The time behavior of an atmospheric pressure planar discharge sustained in He gas was investigated experimentally and through two dimensional (2D) discharge simulation. The 30 mm long uniform α-mode discharge was observed at radio frequency (RF) input power below 35 W. The gas temperature of 375 ± 50 K in the discharge core was estimated by emission spectroscopy of OH(A–X) emission. A sheath region of about 100–150 μm width near both electrodes was observed during the whole RF cycle. However, there were differences in emission dynamics among various species detected in the discharge. OH(A) emission does not follow the RF voltage temporal variation. Strong He emission was always detected near the cathode, which was consistent with the 2D discharge simulation results. He-excited species production was found mainly due to the electron impact process. The simulation showed that both the electron and ion density vary from 1.88 × 1017 m−3 to 1.92 × 1017 m−3, and the electron temperature was about 1.85 eV in the plasma bulk.

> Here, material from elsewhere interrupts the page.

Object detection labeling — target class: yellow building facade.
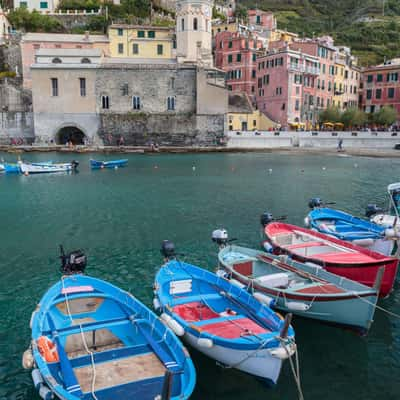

The ion temperature stayed close to the rotational temperature of OH radicals, and only increased near the sheath region to 0.65 eV. It was found that the mechanism of the sheath formation in atmospheric pressure discharge strongly correlates with the dynamics of the electron density and electron temperature variation in the gap, and the process is similar to low pressure RF capacitively coupled discharges. The high uniformity of the discharge and the upscale possibility to any desirable size are considered beneficial for industrial applications of the source, which is key for processes of thin coating deposition and polymer modification.